A lot of the backgrounds, such
as the giant planets, asteroid fields, and star clusters, look magical. The
ships themselves have a decent amount of detail, and I played the game with
settings on high flawlessly. On the other hand though, that means not to expect
too much from this game either. The music is made up of fitting ambient sounds
when flying through space, but switches to cheesy techno or rock music when
battling and sounds terribly out of place.
The gameplay is similar to many
other real-time strategy titles as players control a mothership, guiding it
through space. A map can be brought up to aid the player in navigating the map.
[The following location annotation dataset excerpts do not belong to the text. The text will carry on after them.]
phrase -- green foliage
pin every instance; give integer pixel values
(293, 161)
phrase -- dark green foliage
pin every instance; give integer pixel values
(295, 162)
The problem with this formula of an open world system not working here is that
space is huge, and space is barren. Open world games should have an interesting
world that invites the player to explore, but in Star Wolves, it’s mostly empty
with space stations scattered throughout each area, and barely any other ships
flying around. Another major problem is when flying from objective to objective
– it’s as slow as a snail. Luckily the game has a fast mode button that speeds
up the gameplay to x8. The problem is, during my playthrough, I had that turned
on 99 percent of the time. The game would have benefitted from a strict mission
format. Read the dialogue, accept a mission, do said mission, level up, and move
on to the next mission.
Battles are yet another
frustration that could have been thrilling. They play out in a traditional RTS
format. The main problem with using this format is that the ship can be moved on
an X Y Z axis. Many times I clicked because I wanted to move forward, when in
reality it made my ship move backwards because of the inaccurate depth of field,
which, instead, resulted in my ship to get blown to bits.
When moving on the Z axis, the
Shift key has to be held down while the mouse selects the altitude but even then
it is just way too confusing. The best way to get a clear view of what is going
on is to zoom out as far as you can, and put the camera in a bird’s eye view.
What’s worse is that enemies usually appear out of nowhere, and by the time the
player realizes this, their ship is destroyed. The games leveling up system is
fairly deep, mainly due to its complex skill tree, but I failed to notice the
improvements with a lot of the upgrades.
Star Wolves 3 could have
potentially been a good game, but its cons much outweigh its pros, and ends up
being a boring trek through open space.
The game is boring and its
story isn’t gratifying.
The background planets, stars
and galaxies look great, and the ships have a fair amount of detail on them.
The ambient music was fitting,
but the battle music felt completely out of place. The voice acting, though
brief, was terrible.
The idea of an open world space
game was great; it’ too bad it wasn’t executed well at all.
Star Wolves 3 was a rather big
disappointment that left me wishing for improvements.